I would really like to hear your opinions on this. This topic is surely of great importance for you, I and everyone. Looking forward to your reply.

Kind regards

Jyotsna Gupta
7-MARCH-2021, Delhi

Chère Jyostna Gupta,

Bonjour et heureuse de vous lire encore. J’espère que de votre côté la situation pandémique s’améliore. Chez nous, nous nous battons pour essayer tant bien que mal de reprendre le cours normal de la vie malgré la pandémie qui continue de faire ses ravages.

De ce fait, nous avons repris les cours en présentiel mais nous avons aussi des cours en ligne pour ceux dispensés par des   professeurs visiteurs. Certains s’efforcent de faire le déplacement si leur pays de provenance le permet.

Et comme vous l’avez souligné, oui, l’enseignement en ligne n’est pas une méthode d’éducation durable bien qu’évolutive et constituant la seule solution d’enseignement adaptée à la pandémie, il ne peut définitivement pas remplacer la pédagogie en présentielle. Car elle ne bénéficie qu’à une minorité des « privilégiés » au détriment d’une majorité qui n’ont pas le moyen nécessaire pour s’adapter.

Hormis le problème financier que présente certains, se posent aussi le problème de la déscolarisation physique. En allant au cours il y a ce besoin non seulement scientifique mais aussi  humain en termes des contacts, des relations tel que l’amitié, l’amour, la compassion ; la confiance, etc. C’est au banc de l’école que se crée les amitiés les plus solides, des partenariats futurs, des couples, des connaissances  et autres.

J’aime bien la méthode adoptée par les Émirats Arabes unis, qui ont optés une méthode mixte : l’enseignement en ligne pour les parents qui ont le moyen et qui ne veulent pas que  leurs enfants aient des contacts et l’enseignement en présentiel pour ces parents-là qui ne peuvent pas payer à leurs enfants l’enseignement à distance mais qui toute fois peuvent continuer à les envoyer  à l’école comme d’habitude tout en respectant les mesures barrières, les enseignants étant formés en conséquence vue que l’enseignement en ligne n’est pas une méthode nouvelle dans leur pays seulement généraliser par l’arrivée de la pandémie. Mais cela n’est pas faisable dans la plupart des pays du tiers monde et particulièrement en République Démocratique du Congo, pour ne citer que mon pays, où même la plupart des universités réputée du pays n’ont même pas pu débuter l’enseignement en ligne durant l’année académique écoulée. Cela demande des moyens financiers et un progrès technologique que la plupart de nos pays et universités n’ont pas.

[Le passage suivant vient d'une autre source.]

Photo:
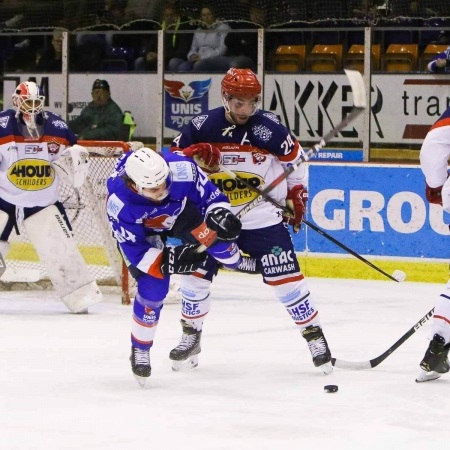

En cette période pandémique nous ne pouvons qu’appeler à la bienséance et l’humanité de tous, tout un chacun consciencieusement, ce n’est plus uniquement une affaire de nos autorités gouvernementales ni aux organismes non gouvernementaux. C’est un appel qui nous concerne tous par le peu que nous pouvons posséder ou faire, nous pouvons grandement  impacter sur la  vie de bien nombre de nos concitoyens.

Ça a été un grand plaisir pour moi d’échanger avec vous sur ce point qui est un des plans tournants de cette pandémie.